Currently, the operating frequency range of most FSS is limited to above 1 GHz, and their angular stability is only maintained up to 60°. This limitation arises because the unit size of FSS that transmit at lower frequencies is typically large, and at higher frequencies, grating lobes are easily formed, making miniaturization quite challenging. The main difficulty in improving angular stability lies in enhancing polarization stability.

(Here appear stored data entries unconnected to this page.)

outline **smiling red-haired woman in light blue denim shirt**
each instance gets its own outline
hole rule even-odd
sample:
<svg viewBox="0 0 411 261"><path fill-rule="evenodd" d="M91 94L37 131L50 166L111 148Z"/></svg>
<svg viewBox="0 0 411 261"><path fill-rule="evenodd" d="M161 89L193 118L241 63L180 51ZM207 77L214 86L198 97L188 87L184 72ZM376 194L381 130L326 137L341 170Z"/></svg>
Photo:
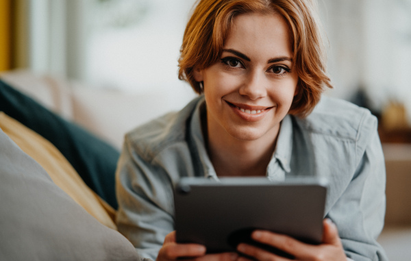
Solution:
<svg viewBox="0 0 411 261"><path fill-rule="evenodd" d="M142 256L245 259L175 243L173 186L180 177L323 175L330 186L321 245L267 231L253 239L297 260L386 260L376 243L385 211L377 121L368 110L321 99L332 86L314 10L310 0L199 1L184 34L179 78L200 96L129 132L119 160L117 223ZM245 244L237 250L286 260Z"/></svg>

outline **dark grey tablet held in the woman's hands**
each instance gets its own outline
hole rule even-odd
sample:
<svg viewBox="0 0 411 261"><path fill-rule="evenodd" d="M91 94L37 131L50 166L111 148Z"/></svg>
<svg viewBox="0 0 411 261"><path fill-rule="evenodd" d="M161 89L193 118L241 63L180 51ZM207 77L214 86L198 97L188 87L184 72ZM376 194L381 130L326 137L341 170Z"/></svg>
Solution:
<svg viewBox="0 0 411 261"><path fill-rule="evenodd" d="M316 178L184 177L174 190L176 240L205 245L208 253L235 251L245 242L287 256L251 240L251 232L321 243L326 192L325 180Z"/></svg>

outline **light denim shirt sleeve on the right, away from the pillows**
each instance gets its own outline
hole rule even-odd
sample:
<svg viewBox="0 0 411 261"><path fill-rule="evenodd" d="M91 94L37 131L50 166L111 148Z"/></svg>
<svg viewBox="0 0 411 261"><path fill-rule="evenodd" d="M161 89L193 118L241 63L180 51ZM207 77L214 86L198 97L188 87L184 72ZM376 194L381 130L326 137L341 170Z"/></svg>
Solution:
<svg viewBox="0 0 411 261"><path fill-rule="evenodd" d="M348 258L388 260L377 243L384 227L386 171L377 121L371 115L360 127L356 153L356 171L327 217L336 223Z"/></svg>

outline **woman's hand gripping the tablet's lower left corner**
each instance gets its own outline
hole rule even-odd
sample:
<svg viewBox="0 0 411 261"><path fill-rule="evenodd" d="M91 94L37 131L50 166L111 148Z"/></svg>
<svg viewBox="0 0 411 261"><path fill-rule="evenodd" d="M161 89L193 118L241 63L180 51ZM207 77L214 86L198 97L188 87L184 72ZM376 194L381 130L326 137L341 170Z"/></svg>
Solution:
<svg viewBox="0 0 411 261"><path fill-rule="evenodd" d="M177 258L192 259L196 261L235 261L236 253L207 254L206 247L198 244L177 244L175 231L164 239L164 243L158 252L157 261L177 260Z"/></svg>

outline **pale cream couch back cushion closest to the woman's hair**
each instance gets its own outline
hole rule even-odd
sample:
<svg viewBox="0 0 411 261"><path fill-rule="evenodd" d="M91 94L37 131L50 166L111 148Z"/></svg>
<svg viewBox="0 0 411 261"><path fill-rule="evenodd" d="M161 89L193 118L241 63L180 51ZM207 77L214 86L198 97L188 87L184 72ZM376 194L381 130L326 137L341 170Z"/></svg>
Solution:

This is due to the fact that the bandwidth of the passband and the stopband exhibit opposite trends when the angle of incidence changes for TE and TM polarized waves, making it difficult to achieve polarization stability at large angles for FSS [84,85,86]. Figure 7 employs a bending approach to achieve miniaturization of the FSS, but the operating frequency range remains above 1 GHz, and since no improvement is made to the polarization stability, the angular stability remains limited to 60°. To achieve omni-directional full-spectrum stealth performance for future radar radomes, FSS that is stable at low frequencies and large angles will become a key research direction.

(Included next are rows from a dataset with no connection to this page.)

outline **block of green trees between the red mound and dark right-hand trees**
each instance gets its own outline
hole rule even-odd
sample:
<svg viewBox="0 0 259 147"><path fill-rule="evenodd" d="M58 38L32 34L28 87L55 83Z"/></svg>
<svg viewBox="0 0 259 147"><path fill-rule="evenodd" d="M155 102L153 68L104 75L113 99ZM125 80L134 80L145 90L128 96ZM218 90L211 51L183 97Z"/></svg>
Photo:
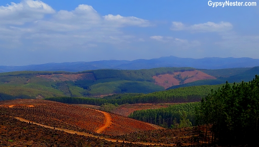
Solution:
<svg viewBox="0 0 259 147"><path fill-rule="evenodd" d="M200 102L181 103L166 108L136 110L128 117L160 125L165 128L195 125L195 109Z"/></svg>

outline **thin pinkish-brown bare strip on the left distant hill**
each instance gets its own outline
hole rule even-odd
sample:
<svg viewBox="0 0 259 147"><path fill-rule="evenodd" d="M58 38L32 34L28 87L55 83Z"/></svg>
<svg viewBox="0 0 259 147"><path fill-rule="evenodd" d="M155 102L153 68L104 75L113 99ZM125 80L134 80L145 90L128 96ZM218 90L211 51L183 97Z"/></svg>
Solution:
<svg viewBox="0 0 259 147"><path fill-rule="evenodd" d="M91 79L95 80L93 73L82 73L82 74L51 74L51 75L38 75L45 79L51 79L54 81L75 81L79 79Z"/></svg>

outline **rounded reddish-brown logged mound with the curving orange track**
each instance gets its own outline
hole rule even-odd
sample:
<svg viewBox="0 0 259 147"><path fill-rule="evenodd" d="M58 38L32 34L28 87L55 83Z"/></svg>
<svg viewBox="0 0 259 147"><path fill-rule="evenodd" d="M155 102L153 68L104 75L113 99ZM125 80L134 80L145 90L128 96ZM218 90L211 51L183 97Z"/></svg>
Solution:
<svg viewBox="0 0 259 147"><path fill-rule="evenodd" d="M157 129L149 123L121 115L41 99L0 101L0 107L8 111L11 116L88 133L120 135Z"/></svg>

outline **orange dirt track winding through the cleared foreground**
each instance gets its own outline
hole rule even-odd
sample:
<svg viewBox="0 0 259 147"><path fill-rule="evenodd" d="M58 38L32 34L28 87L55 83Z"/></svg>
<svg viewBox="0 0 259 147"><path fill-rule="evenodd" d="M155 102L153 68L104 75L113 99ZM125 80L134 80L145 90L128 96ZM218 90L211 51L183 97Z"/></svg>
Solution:
<svg viewBox="0 0 259 147"><path fill-rule="evenodd" d="M102 111L101 111L102 112ZM79 132L79 131L75 131L75 130L71 130L71 129L64 129L64 128L59 128L59 127L52 127L52 126L49 126L49 125L44 125L44 124L40 124L40 123L36 123L36 122L32 122L30 120L26 120L26 119L23 119L21 117L14 117L20 121L24 121L24 122L30 122L30 123L34 123L36 125L39 125L39 126L43 126L43 127L47 127L47 128L51 128L51 129L56 129L56 130L61 130L61 131L65 131L65 132L68 132L68 133L72 133L72 134L78 134L78 135L84 135L84 136L90 136L90 137L95 137L95 138L100 138L100 139L105 139L107 141L111 141L111 142L125 142L125 143L134 143L134 144L144 144L144 145L167 145L167 146L175 146L176 144L164 144L164 143L148 143L148 142L130 142L130 141L124 141L124 140L117 140L117 139L112 139L112 138L106 138L106 137L102 137L102 136L96 136L96 135L92 135L92 134L89 134L89 133L85 133L85 132ZM107 118L106 118L106 122L107 122ZM106 125L106 123L105 123ZM105 126L104 125L104 126ZM100 127L98 130L101 132L103 131L106 126L104 127ZM103 130L102 130L103 129Z"/></svg>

4.2. Conformal ATFSS Radome

The current performance of an ATFSS in terms of absorption and transmission is still far from meeting the requirements of actual equipment. There are common issues such as insufficient absorption bandwidth and transmission bandwidth, poor absorption performance, and instability of absorption and transmission performance under large angle incidence. Furthermore, there is a certain trade-off between absorption and transmission performance, which limits the practical application of an ATFSS [70,71,72,73]. In addition, the design of conformal ATFSS radomes is also quite challenging. The verification of the absorption and transmission performance of the ATFSS is typically performed using flat-panel prototypes, but applying them to actual engineering radomes requires conformal design. Compared to planar structures, curved ATFSS arrays must also account for issues such as truncation, bending, and scattering from edge elements. As indicated in the literature [87], the transmission coefficient decreases after conformal shaping. In the future, if an ATFSS is to be practically applied, exploring conformal design will be essential.

4.3. Smart FSS Radome

Airborne radar is typically in a non-operational state during extended cruising flight and only activates when approaching a target. Because of this, the cruising phase is the most vulnerable stage for the aircraft to be intercepted and tracked by enemy radars. Therefore, developing a smart radome to control the radar’s stealth status is particularly important. This would ensure that the radar remains in a stealth mode during the cruising phase and switches to a transmission mode during the terminal guidance phase. Active FSS is a key direction for realizing smart FSS radomes. By introducing active devices, such as PIN diodes or varactor diodes, into traditional FSS structures, the bias voltage or current can be controlled to adjust the resonant characteristics of the FSS [88,89]. Figure 8 illustrates a tunable square ring FSS, where each aperture contains a PIN diode spaced 90 degrees apart. By switching the diodes ON and OFF, the FSS can block or transmit waves in the 2.45 GHz frequency band. However, the addition of active devices inevitably leads to shifts in the resonant frequency and an increase in insertion loss. How to achieve an efficient and feasible smart FSS while maintaining FSS performance will be a key direction for the future development of FSS radomes.

5. Conclusions

In modern high-tech warfare, although detection methods such as infrared and acoustics have made significant progress and are increasingly being applied, radar technology remains the most effective detection means to date. It represents the primary threat to the battlefield survival and penetration capabilities of weapon platforms, such as aircraft. Radar stealth technology is an important means of enhancing the battlefield survivability and penetration ability of targets like aircraft. This paper provides an overview of the main techniques for radome stealth, discusses the FSS technology for improving the transmission performance of radomes, reviews the current research status of FSS stealth radomes both domestically and internationally, and offers an outlook on the future development trends of FSS radomes.